D.Multivalued dependency
Sol: A multivalued dependency is a constraint according to which the presence of certain rows in a table implies the presence of certain other rows.
E.Non-prime attribute
Sol: A non-prime attribute is an attribute that does not occur in any candidate key. Employee Address would be a non-prime attribute in the "Employees' Skills" table.
2. Explain various types of Normal forms?
Sol: There are six normal forms.They are
First Normal Form
Second Normal Form
Third Normal Form
Boyce-Codd Normal Form
Fourth Normal Form
Fifth Normal Form
1 NF – No multivalued attributes or repeating groups.
Column values should be atomic, scalar or should be holding single value
No repetition of information or values in multiple columns.
2 NF – 1 NF plus no partial dependency
For second normal form our database should already be in first normal form and every non-key column must depend on entire primary key.
3 NF – 2 NF plus no transitive dependencies
It should already be in Second Normal Form.
There should be no transitive dependency, i.e. we shouldn’t have any non-key column depending on any other non-key column.
BCNF-Boyce Codd normal form-Every determinant should be a candidate key.
4NF- A table is in 4NF if and only if, for every one of its non-trivial multivalued dependencies X →→ Y, X is a super key—that is, X is either a candidate key or a superset thereof.
3. Explain the 4NF? Why it is useful?
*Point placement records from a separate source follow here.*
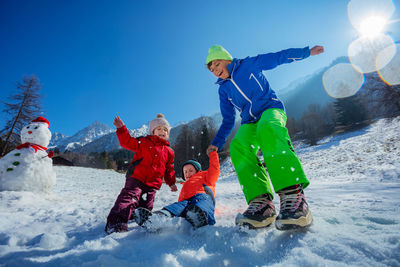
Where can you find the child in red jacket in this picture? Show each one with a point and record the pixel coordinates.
(152, 161)
(196, 200)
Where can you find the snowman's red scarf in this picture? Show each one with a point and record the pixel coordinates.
(36, 147)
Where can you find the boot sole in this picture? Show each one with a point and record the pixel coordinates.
(301, 222)
(142, 215)
(255, 224)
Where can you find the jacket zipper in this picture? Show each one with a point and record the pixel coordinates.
(252, 75)
(245, 97)
(230, 99)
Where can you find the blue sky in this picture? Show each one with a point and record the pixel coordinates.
(97, 59)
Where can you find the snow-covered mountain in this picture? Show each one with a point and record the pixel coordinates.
(99, 137)
(307, 90)
(353, 196)
(109, 142)
(81, 138)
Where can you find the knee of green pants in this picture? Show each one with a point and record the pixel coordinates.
(283, 165)
(249, 169)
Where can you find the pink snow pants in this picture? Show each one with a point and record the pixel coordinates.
(134, 194)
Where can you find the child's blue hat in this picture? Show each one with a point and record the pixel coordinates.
(194, 163)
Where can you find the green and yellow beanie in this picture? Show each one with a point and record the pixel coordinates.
(217, 52)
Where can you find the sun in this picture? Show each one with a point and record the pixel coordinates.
(372, 26)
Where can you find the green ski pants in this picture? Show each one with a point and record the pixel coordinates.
(271, 136)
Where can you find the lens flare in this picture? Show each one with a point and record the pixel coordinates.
(364, 51)
(372, 26)
(390, 74)
(369, 12)
(342, 80)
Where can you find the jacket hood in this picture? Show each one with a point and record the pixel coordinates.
(158, 140)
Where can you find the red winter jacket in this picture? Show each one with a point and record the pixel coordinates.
(153, 158)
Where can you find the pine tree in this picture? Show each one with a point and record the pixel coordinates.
(23, 108)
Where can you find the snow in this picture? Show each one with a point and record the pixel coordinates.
(353, 195)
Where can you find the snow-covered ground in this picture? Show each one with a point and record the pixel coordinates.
(354, 197)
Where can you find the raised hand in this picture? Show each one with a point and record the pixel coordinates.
(211, 148)
(118, 122)
(173, 188)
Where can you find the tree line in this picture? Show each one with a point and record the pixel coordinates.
(375, 100)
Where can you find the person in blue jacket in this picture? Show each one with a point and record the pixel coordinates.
(243, 86)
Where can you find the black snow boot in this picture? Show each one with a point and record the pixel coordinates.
(294, 212)
(260, 213)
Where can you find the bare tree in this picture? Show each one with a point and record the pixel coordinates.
(24, 107)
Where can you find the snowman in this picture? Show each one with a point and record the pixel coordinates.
(28, 167)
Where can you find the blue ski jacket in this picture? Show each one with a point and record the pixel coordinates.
(248, 90)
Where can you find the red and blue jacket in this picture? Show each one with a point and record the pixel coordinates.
(248, 90)
(153, 159)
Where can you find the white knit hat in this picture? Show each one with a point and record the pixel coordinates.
(159, 121)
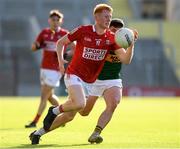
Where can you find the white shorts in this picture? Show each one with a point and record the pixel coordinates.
(71, 79)
(50, 77)
(99, 86)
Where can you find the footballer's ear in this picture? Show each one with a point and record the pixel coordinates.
(61, 21)
(49, 20)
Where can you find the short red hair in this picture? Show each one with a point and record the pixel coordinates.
(100, 7)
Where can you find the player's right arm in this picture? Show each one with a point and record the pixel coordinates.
(74, 35)
(38, 43)
(60, 51)
(35, 46)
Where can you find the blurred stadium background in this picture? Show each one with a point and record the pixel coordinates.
(155, 69)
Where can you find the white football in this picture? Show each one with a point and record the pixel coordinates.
(124, 37)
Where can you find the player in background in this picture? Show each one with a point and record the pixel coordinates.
(93, 44)
(49, 73)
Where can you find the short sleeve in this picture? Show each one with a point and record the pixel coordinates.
(39, 38)
(114, 46)
(75, 34)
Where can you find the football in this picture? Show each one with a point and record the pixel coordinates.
(124, 37)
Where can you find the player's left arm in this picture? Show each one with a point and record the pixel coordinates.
(125, 56)
(70, 52)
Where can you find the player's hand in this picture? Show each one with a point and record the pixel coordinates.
(135, 34)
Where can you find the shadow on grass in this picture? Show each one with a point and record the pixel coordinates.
(48, 145)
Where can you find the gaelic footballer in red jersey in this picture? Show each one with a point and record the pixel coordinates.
(50, 75)
(93, 43)
(90, 53)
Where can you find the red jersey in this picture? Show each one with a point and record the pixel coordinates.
(91, 50)
(47, 40)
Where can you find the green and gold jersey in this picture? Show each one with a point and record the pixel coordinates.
(111, 69)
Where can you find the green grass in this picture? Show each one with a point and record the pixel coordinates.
(148, 123)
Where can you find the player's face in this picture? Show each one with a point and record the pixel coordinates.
(114, 29)
(55, 22)
(103, 19)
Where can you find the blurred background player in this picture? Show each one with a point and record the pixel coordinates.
(49, 74)
(84, 67)
(108, 85)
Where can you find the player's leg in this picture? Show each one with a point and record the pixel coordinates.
(90, 102)
(59, 121)
(49, 80)
(112, 97)
(77, 96)
(46, 92)
(53, 99)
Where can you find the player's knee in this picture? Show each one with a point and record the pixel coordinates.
(113, 106)
(84, 113)
(70, 117)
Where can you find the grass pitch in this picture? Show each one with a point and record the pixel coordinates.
(141, 123)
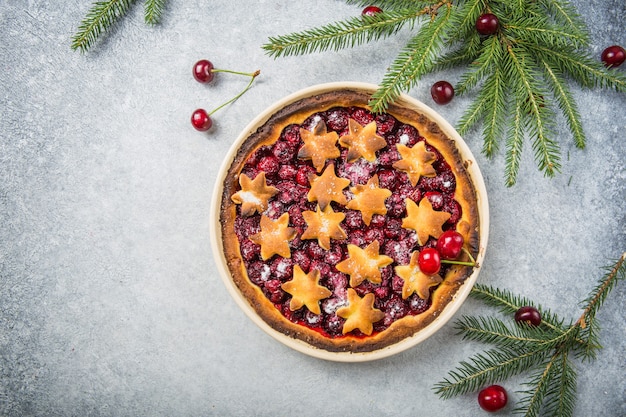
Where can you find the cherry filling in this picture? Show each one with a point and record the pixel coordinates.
(290, 175)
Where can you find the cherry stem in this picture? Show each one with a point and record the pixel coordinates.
(252, 76)
(472, 261)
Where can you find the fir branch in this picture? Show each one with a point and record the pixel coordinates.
(544, 42)
(544, 351)
(100, 18)
(335, 36)
(154, 11)
(491, 366)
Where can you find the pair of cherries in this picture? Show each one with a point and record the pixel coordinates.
(204, 72)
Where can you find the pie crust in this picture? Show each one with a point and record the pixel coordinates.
(245, 198)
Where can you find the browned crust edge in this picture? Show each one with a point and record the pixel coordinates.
(297, 112)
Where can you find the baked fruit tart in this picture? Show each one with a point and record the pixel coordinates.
(349, 232)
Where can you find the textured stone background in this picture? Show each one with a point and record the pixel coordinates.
(110, 302)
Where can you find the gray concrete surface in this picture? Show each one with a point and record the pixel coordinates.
(110, 302)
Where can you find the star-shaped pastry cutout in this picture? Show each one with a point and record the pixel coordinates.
(415, 281)
(424, 219)
(274, 237)
(323, 225)
(254, 194)
(319, 145)
(417, 162)
(362, 141)
(360, 313)
(328, 187)
(369, 199)
(305, 290)
(364, 264)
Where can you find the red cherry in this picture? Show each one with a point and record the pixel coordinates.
(450, 244)
(492, 398)
(203, 71)
(371, 11)
(487, 24)
(201, 120)
(429, 261)
(442, 92)
(529, 315)
(614, 56)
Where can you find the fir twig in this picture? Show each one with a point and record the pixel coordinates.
(100, 18)
(544, 351)
(522, 71)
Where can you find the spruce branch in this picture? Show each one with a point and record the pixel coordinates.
(544, 351)
(525, 66)
(100, 18)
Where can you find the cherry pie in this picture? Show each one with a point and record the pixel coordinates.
(325, 209)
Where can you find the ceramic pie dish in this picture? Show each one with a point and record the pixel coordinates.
(329, 222)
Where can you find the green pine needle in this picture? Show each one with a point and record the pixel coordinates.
(100, 18)
(153, 11)
(543, 351)
(525, 67)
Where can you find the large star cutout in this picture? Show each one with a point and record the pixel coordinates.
(360, 313)
(305, 290)
(416, 161)
(415, 280)
(274, 237)
(319, 145)
(328, 187)
(424, 220)
(362, 141)
(364, 264)
(254, 194)
(369, 199)
(323, 225)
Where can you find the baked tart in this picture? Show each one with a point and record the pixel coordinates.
(323, 208)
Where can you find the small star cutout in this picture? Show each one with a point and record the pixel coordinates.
(360, 313)
(424, 220)
(364, 264)
(362, 141)
(254, 194)
(305, 290)
(416, 161)
(415, 280)
(328, 187)
(323, 225)
(319, 145)
(274, 237)
(369, 199)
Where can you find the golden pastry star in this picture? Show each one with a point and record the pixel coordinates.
(360, 313)
(328, 187)
(274, 236)
(254, 194)
(424, 220)
(323, 225)
(362, 141)
(363, 264)
(416, 161)
(319, 145)
(415, 280)
(369, 199)
(305, 290)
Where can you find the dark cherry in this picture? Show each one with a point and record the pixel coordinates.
(613, 56)
(450, 244)
(487, 24)
(492, 398)
(203, 71)
(429, 261)
(371, 11)
(201, 120)
(529, 315)
(442, 92)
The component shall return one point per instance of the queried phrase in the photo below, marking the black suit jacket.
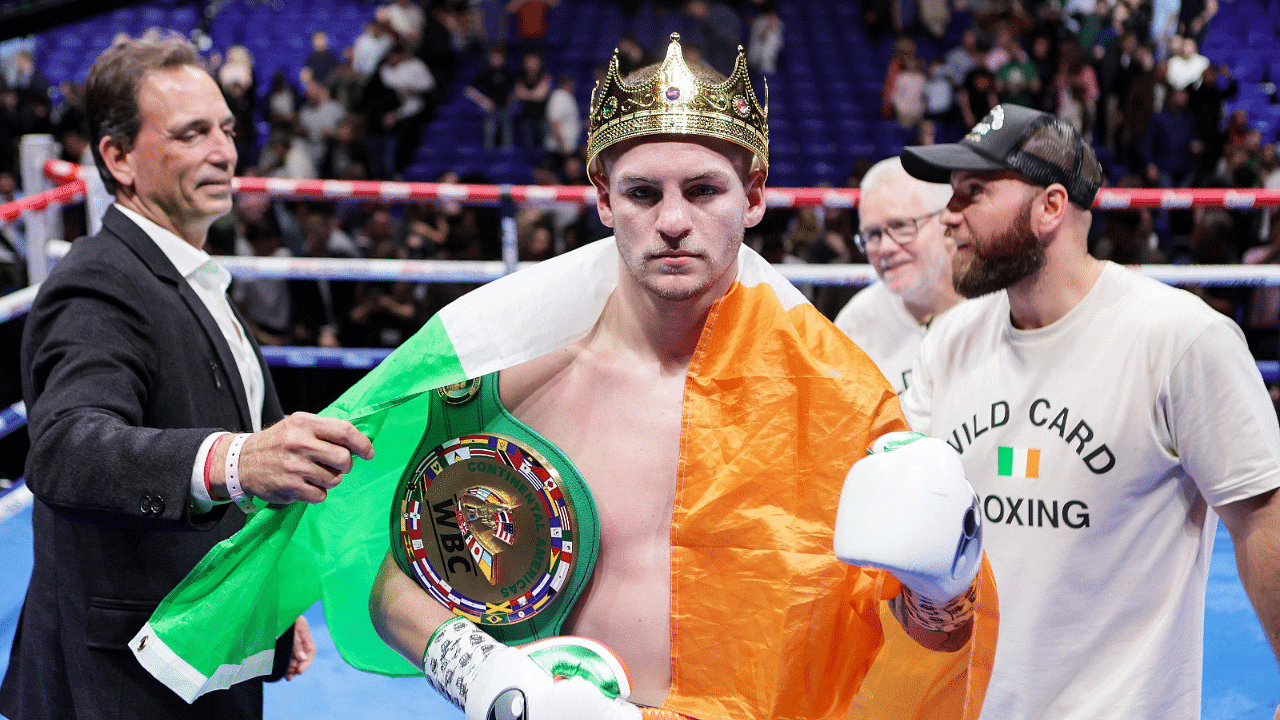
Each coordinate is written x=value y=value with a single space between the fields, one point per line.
x=124 y=374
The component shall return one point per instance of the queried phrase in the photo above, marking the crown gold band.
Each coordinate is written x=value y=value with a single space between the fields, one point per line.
x=675 y=101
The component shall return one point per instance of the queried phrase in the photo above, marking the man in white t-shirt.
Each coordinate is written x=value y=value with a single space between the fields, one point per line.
x=1106 y=422
x=912 y=255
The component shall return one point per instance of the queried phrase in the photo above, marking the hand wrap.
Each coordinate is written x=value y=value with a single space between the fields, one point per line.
x=908 y=507
x=561 y=678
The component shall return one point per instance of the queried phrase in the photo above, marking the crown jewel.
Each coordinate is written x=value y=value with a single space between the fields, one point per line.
x=673 y=101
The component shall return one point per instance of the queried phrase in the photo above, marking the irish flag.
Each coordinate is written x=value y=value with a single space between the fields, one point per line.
x=777 y=406
x=1018 y=463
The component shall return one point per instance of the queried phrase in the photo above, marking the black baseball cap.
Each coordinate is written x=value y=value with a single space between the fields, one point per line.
x=1033 y=144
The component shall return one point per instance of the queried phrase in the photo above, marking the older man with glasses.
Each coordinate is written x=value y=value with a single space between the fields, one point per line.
x=912 y=255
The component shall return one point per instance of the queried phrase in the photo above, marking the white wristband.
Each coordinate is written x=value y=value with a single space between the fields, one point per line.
x=453 y=656
x=232 y=475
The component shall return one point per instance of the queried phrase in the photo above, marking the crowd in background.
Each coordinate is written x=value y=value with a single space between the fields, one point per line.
x=1128 y=73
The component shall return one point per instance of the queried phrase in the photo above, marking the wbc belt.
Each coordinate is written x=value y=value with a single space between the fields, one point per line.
x=492 y=519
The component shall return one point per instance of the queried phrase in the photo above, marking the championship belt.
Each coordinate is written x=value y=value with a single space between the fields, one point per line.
x=492 y=519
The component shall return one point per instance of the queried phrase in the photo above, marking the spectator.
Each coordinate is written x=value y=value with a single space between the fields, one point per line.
x=1185 y=64
x=1115 y=72
x=371 y=45
x=904 y=55
x=1173 y=145
x=264 y=302
x=237 y=68
x=347 y=155
x=407 y=21
x=288 y=156
x=531 y=90
x=132 y=370
x=1018 y=81
x=1075 y=89
x=242 y=103
x=492 y=92
x=940 y=99
x=282 y=104
x=906 y=245
x=1237 y=128
x=1164 y=28
x=908 y=95
x=398 y=112
x=26 y=78
x=764 y=42
x=935 y=16
x=1137 y=110
x=563 y=119
x=321 y=62
x=977 y=95
x=1193 y=18
x=963 y=58
x=721 y=30
x=319 y=118
x=346 y=83
x=442 y=42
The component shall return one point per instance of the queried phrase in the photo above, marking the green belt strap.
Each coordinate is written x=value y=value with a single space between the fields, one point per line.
x=469 y=420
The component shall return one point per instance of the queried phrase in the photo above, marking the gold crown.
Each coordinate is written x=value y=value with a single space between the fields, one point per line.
x=675 y=101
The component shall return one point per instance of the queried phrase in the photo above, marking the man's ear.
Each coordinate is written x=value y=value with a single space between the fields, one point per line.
x=603 y=204
x=1054 y=208
x=117 y=160
x=755 y=199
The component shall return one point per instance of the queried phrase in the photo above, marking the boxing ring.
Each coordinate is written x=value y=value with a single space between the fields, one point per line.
x=1242 y=680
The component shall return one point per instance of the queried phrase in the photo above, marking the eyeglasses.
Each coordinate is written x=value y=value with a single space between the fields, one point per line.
x=901 y=229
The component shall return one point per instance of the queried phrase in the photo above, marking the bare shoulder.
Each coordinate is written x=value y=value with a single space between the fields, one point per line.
x=519 y=384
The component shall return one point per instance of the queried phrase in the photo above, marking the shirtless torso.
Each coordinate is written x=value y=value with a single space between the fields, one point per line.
x=616 y=413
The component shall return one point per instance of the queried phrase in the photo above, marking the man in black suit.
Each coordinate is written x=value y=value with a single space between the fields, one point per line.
x=150 y=408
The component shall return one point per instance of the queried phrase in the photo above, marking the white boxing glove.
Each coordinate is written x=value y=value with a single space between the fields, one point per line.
x=908 y=507
x=561 y=678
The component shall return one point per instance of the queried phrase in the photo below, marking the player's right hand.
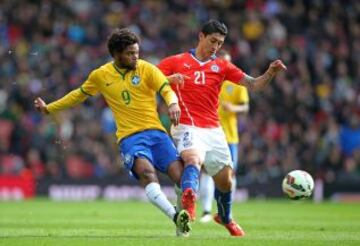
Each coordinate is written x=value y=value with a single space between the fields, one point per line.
x=40 y=105
x=178 y=78
x=174 y=113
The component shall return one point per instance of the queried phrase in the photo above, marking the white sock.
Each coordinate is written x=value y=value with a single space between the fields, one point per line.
x=206 y=192
x=178 y=193
x=158 y=198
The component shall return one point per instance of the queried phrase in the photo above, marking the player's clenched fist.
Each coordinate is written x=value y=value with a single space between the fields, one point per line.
x=276 y=66
x=40 y=105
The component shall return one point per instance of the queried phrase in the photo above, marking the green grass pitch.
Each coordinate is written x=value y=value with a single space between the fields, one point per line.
x=275 y=222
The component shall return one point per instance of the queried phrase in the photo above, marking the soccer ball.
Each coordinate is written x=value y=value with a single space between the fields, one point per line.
x=298 y=184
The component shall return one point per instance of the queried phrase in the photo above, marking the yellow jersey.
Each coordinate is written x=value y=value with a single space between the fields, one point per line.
x=130 y=94
x=235 y=94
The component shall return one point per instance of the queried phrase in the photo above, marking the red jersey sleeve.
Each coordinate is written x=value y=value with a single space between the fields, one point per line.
x=233 y=73
x=166 y=65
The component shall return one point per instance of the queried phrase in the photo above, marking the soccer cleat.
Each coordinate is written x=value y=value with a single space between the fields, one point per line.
x=234 y=229
x=182 y=221
x=206 y=217
x=188 y=202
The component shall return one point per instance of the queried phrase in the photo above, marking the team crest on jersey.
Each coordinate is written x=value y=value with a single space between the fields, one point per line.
x=215 y=68
x=135 y=80
x=229 y=89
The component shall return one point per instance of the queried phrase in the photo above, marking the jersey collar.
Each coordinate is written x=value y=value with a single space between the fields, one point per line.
x=192 y=53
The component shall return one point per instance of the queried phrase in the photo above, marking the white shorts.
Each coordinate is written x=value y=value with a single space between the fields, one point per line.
x=210 y=142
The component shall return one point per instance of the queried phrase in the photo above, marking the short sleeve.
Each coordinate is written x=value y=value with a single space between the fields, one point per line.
x=156 y=77
x=233 y=73
x=166 y=65
x=90 y=86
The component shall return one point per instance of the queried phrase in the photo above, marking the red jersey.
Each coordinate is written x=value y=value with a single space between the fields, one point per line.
x=199 y=98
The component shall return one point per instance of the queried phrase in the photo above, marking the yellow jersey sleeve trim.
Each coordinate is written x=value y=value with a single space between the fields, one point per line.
x=82 y=90
x=163 y=85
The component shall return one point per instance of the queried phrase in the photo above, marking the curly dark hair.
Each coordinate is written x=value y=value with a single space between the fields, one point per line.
x=214 y=26
x=119 y=39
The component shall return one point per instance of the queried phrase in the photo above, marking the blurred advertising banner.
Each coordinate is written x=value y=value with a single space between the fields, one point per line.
x=110 y=189
x=17 y=187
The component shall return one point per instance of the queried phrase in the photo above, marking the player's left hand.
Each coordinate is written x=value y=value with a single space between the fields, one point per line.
x=276 y=66
x=178 y=78
x=174 y=113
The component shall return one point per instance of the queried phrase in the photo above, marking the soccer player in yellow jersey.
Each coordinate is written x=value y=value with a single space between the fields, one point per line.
x=234 y=99
x=129 y=86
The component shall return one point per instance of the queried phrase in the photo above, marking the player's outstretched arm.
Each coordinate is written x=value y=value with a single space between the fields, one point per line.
x=235 y=108
x=71 y=99
x=261 y=82
x=177 y=78
x=174 y=113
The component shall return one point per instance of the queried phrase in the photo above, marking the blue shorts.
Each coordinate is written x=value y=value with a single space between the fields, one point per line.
x=154 y=145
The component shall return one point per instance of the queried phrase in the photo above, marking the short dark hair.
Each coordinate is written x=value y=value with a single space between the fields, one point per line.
x=119 y=39
x=214 y=26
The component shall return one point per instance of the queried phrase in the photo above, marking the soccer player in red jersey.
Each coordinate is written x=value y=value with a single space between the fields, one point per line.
x=196 y=77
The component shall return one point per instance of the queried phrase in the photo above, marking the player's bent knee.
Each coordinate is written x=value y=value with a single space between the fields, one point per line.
x=147 y=177
x=191 y=159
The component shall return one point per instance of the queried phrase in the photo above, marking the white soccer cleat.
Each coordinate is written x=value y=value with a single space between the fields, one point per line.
x=206 y=218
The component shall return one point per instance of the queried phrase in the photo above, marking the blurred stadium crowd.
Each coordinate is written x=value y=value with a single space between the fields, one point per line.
x=309 y=118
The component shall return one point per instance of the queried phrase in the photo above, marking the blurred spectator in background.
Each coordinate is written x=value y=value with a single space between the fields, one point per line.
x=50 y=46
Explain with example?
Sol: 4NF is concerned with a more general type of dependency known as a multivalued dependency. A table is in 4NF if and only if, for every one of its non-trivial multivalued dependencies X →→ Y, X is a super key—that is, X is either a candidate key or a superset thereof.
Multivalued dependencies
If the column headings in a relational database table are divided into three disjoint groupings X, Y, and Z, then, in the context of a particular row, we can refer to the data beneath each group of headings as x, y, and z respectively. A multivalued dependency X →→ Y signifies that if we choose any x actually occurring in the table (call this choice xc), and compile a list of all the xcyz combinations that occur in the table, we will find that xc is associated with the same y entries regardless of z.
A trivial multivalued dependency X →→ Y is one in which Y consists of all columns not belonging to X. That is, a subset of attributes in a table has a trivial multivalued dependency on the remaining subset of attributes.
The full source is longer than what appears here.